Now of course user experience is very important in such cases, so there is one solution, probably more of a workaround, but since it is the only possible solution I would say it become standard.

 

Two words - Authentication Override.

GlobalProtect provide you with option to generate authentication cookie once the user is successfully authenticated. This cookie will be stored on the user computer and have configurable life time. The purpose of this cookie is to authenticate the user with this cookie, instead of  using the authentication method you have setup for your GlobalProtect. The flow should be like this:

1. Configure GP Portal to generate authentication cookie with life time of 1min. (Do not enable accept auth cookie, only generate)

2. Configure GP Gateway to accept authentication cookie. Do not enable generate

 

What will happen is:

- User will be prompted by Portal to authenticate

- User will provide valid username, password and OTP

- Portal will generate auth cookie valid for the next one minute. It will be sent to the client along with the list of Gateways

- GP client will try to connect to GP gateway providing it the auth cookie

- Gateway will validate the cookie and if valid (not expired and not tampered) it will connect the user straight away without prompt him to authenticate

 

For the enduser it look like he is prompted once and connected to the VPN.

When user disconnect and try to connect again to the Portal, since portal does not accept auth cookie it will ask the user to authenticate again with OTP

If user try to connect directly to Gateway (which accept cookie), gateway will validate the cookie, but it will notice it has expired and will prompt the user to authenticate with OTP

 

 

If you search for MFA/OTP with RADIUS in the form you will find a lot of other discussions, where you could even find more detailed config examples.

Ciao and thank for the very easy explanation.

A question regarding how is the gateway validation for cookie generate by the portal ?
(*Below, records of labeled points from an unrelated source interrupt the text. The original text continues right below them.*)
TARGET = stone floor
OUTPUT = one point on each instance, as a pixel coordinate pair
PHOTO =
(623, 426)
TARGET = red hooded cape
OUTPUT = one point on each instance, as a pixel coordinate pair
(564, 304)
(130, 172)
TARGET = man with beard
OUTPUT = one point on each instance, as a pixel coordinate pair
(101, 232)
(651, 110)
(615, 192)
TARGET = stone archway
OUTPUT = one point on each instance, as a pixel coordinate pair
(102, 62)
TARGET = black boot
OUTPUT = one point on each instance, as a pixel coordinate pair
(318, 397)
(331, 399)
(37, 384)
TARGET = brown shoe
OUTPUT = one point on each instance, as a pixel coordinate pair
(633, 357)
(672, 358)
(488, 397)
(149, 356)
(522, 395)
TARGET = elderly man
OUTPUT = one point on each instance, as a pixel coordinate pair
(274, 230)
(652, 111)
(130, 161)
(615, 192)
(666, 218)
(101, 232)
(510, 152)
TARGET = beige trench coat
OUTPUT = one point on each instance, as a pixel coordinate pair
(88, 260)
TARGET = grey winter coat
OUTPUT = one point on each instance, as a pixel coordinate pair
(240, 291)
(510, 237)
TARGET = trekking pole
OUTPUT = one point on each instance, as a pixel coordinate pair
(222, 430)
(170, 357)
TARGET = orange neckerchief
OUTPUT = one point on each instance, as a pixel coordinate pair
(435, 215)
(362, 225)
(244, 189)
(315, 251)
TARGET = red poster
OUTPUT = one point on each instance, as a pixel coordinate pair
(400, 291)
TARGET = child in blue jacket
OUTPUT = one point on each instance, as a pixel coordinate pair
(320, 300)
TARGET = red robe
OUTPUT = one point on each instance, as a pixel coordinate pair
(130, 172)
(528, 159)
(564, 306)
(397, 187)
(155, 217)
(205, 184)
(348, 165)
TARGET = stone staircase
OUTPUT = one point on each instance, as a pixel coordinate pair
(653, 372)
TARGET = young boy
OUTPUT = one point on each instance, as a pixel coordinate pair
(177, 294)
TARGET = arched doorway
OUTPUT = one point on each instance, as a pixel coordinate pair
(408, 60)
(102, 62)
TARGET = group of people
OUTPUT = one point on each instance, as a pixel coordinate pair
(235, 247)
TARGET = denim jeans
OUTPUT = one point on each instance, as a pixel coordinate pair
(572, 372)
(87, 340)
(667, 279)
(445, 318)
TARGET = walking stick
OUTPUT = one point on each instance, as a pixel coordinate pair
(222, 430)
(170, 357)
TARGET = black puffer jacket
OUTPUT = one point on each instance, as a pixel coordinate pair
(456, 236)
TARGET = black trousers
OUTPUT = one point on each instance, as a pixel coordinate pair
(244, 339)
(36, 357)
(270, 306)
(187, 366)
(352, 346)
I mean are all cookies valid in PAN-OS because encrypted by a known CA ? How does it work in multiple gateway enviroment ?

Thanks

Yes, the cookie for authentication bypass is signed by a certificate on the PA. You can find the options to generate and/or accept a cookie for authentication to the Portal and Gateway under:

Network -> GlobalProtect -> Portals -> <portal_config> -> Agent -> <agent_config> -> Authentication

Network -> GlobalProtect -> Gateways -> <gateway_config> -> Agent -> Client Settings -> <agent_config> -> AuthenticationOverride

 

When the cookie is generated by the Portal or Gateway it is signed using a certificate with a private key on the PA (either a self-signed CA or a certificate signed by your CA infrastructure) and handed to the GlobalProtect client. The client then presents the bypass cookie back to the Portal/Gateway the next time it logs in. If the cookie signature is valid then the PA allows the connection without the normal authentication steps. If you need to allow cookie authentication bypass on multiple Gateways you simply copy the signing certificate across the PAs so all have the same copy.